Fill in the code for the function predict(w,x) which predicts the class label $y$ for a data point $\textbf{x}$ or a matrix $X$ of data points (row-wise) for a previously trained linear model $\textbf{w}$. If there is only a data point given, the function is supposed to return a scalar value.
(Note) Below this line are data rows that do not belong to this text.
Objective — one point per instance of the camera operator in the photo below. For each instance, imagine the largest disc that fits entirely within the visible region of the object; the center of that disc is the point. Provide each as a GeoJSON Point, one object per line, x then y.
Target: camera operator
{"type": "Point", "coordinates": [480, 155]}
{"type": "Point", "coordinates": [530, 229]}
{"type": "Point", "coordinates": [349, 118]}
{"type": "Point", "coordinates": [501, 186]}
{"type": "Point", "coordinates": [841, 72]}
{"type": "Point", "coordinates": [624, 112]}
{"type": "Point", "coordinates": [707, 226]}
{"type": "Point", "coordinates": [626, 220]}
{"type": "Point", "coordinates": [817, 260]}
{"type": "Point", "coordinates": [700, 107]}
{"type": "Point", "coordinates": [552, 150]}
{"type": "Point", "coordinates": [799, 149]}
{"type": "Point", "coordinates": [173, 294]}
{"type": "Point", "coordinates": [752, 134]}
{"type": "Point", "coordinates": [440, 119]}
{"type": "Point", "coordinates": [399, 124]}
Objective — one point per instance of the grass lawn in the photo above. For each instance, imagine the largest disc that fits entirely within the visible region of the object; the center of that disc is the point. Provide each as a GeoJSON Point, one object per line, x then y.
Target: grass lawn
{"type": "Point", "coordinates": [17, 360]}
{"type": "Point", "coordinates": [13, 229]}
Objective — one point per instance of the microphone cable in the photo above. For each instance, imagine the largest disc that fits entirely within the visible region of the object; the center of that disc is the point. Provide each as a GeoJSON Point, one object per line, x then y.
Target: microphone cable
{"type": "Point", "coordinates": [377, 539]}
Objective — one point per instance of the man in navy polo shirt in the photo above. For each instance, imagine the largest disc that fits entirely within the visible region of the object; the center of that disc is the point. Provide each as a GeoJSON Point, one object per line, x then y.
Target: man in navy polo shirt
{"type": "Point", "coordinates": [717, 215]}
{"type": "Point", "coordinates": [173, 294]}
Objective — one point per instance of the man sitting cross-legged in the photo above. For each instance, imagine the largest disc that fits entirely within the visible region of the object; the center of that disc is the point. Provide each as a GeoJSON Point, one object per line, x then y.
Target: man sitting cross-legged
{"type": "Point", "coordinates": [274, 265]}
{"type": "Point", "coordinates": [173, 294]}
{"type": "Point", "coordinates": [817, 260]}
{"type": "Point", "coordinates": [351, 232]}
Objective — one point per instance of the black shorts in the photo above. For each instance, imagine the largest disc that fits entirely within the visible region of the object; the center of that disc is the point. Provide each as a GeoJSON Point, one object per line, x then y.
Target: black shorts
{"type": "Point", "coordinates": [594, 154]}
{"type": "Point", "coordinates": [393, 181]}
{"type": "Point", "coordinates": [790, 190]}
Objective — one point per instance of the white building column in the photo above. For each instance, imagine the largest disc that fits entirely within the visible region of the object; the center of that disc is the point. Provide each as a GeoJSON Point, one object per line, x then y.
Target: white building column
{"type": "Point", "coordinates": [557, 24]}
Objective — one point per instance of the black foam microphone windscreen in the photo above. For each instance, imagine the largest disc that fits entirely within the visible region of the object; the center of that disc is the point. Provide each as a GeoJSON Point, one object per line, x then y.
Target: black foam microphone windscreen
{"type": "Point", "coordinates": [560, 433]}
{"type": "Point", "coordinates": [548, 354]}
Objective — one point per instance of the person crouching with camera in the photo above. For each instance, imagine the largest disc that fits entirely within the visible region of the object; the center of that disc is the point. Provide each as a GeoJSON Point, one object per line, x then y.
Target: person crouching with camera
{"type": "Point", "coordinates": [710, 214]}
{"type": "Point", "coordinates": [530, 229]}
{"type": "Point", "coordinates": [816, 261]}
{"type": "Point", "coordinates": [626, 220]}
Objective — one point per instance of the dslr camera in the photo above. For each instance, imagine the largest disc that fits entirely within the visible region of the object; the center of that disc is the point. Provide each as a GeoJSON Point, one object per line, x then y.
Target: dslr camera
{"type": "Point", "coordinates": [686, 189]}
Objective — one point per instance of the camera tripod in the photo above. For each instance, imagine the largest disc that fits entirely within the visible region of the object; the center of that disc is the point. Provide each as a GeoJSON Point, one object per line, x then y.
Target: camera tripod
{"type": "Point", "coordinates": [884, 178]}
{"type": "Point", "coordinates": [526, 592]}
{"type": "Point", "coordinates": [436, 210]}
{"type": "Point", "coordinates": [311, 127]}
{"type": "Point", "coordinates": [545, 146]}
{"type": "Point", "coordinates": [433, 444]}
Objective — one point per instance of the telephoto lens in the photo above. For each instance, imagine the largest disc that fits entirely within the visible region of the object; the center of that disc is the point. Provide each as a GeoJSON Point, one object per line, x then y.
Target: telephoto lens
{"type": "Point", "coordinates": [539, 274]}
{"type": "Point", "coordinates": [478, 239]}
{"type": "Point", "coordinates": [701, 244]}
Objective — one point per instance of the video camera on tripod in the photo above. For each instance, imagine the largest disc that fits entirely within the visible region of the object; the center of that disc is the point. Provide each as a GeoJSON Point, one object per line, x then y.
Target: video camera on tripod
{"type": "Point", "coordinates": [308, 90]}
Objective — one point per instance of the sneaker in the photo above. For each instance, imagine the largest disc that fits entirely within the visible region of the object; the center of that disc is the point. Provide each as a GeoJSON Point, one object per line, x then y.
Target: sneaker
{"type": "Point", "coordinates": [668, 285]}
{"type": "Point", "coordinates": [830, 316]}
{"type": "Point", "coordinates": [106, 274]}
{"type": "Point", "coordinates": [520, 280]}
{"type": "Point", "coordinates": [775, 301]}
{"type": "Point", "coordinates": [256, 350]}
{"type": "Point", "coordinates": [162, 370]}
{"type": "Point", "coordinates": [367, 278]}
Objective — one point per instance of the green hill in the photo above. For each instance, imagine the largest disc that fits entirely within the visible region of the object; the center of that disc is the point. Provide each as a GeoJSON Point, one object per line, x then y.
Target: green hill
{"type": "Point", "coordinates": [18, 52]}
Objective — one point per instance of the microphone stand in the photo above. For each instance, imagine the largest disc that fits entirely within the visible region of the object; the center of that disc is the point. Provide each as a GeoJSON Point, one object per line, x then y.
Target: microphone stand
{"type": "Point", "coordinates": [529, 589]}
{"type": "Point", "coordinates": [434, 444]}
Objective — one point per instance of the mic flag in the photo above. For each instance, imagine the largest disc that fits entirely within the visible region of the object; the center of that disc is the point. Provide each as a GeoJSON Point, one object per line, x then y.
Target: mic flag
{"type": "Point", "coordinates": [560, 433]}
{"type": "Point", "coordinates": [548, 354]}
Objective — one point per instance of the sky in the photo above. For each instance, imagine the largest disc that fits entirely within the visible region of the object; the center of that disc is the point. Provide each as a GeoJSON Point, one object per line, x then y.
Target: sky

If a matrix is given a vector of predictions is supposed to be returned.

In [120]:
def predict(w, X):
    preds = np.sign(np.dot(w,X.T))
    return preds

### Exercise 5

#### 5.1 
Train a linear model on the training data and classify all 187 test instances afterwards using the function predict. 
Please note that the given class labels are in the range $\left \{0,1 \right \}$, however the learning algorithm expects a label in the range of $\left \{-1,1 \right \}$. Then, compute the accuracy of your trained linear model on both the training and the test data. 

In [107]:
y_train_old = y_train
np.place(y_train, y_train==0, [-1])

array([ 1,  1,  1,  1,  1,  1,  1,  1,  1,  1,  1,  1,  1,  1,  1,  1,  1,
        1,  1,  1,  1,  1,  1,  1,  1,  1,  1,  1,  1,  1,  1,  1,  1,  1,
        1,  1,  1,  1,  1,  1, -1, -1, -1, -1, -1, -1, -1, -1, -1, -1, -1,
       -1, -1, -1, -1, -1, -1, -1, -1, -1, -1, -1, -1, -1, -1, -1, -1, -1,
       -1, -1, -1, -1, -1, -1, -1, -1, -1, -1, -1, -1])

In [118]:
w_train = learn_reg_ERM(X_train,y_train,5)

loss: 1.8038747534866482
loss: 12.952532195558657
loss: 1.3685643672326038
loss: 3.5077238219025317
loss: 1.3584486173309334
loss: 0.7612972161270404
loss: 1.6897465778648795
loss: 0.7137139707255965
loss: 0.6978681183024692
loss: 0.7263799952058628
loss: 0.7096573905973178
loss: 0.6970564490097101
loss: 0.69607331479379
loss: 0.6966269951413167
loss: 0.6940256039890219
loss: 0.6940930396272798
loss: 0.6936023888726045
loss: 0.6937946050921046
loss: 0.6935755558601848
loss: 0.6937314995511821
loss: 0.6941088501326419
loss: 0.6934265539415296
loss: 0.693320680761117
loss: 0.693289356184031
loss: 0.693188204721665
loss: 0.7149999999999993
loss: 0.7023663360026242
loss: 0.697676583474694
loss: 0.6923125571751847
loss: 0.6912246600235882
loss: 0.6915614001942637
loss: 0.6917446174619812
loss: 0.6915984976324687
loss: 0.6916411149604411
loss: 0.6914438482531959
loss: 0.6914297352165372
loss: 0.6915077025007357
loss: 0.6915893894589399
loss: 0.6914883983740181
loss: 0.6915214146197922
loss: 

In [126]:
pred_train = predict(w_train, X_train)
zero_one_loss(y_train, pred_train)

0.38749999999999996

In [127]:
pred_test  = predict(w_train, X_test)
zero_one_loss(y_test, pred_test)

0.12299465240641716

#### 5.2
Compare the accuracy of the linear model with the accuracy of a random forest and a decision tree on the training and test data set.

In [129]:
clf = RandomForestClassifier()
clf.fit(X_train, y_train)
forest_pred_train = clf.predict(X_train)
forest_pred_test  = clf.predict(X_test)
display(zero_one_loss(y_train, forest_pred_train))
display(zero_one_loss(y_test, forest_pred_test))

0.0625

0.25668449197860965

In [133]:
clf = DecisionTreeClassifier()
clf.fit(X_train, y_train)
forest_pred_train = clf.predict(X_train)
forest_pred_test  = clf.predict(X_test)
display(zero_one_loss(y_train, forest_pred_train))
display(zero_one_loss(y_test, forest_pred_test))

0.0625

0.3048128342245989

# Conclusion
Apparently the ERM algorithm performs worse on training data, but is way better at predictions based on new data.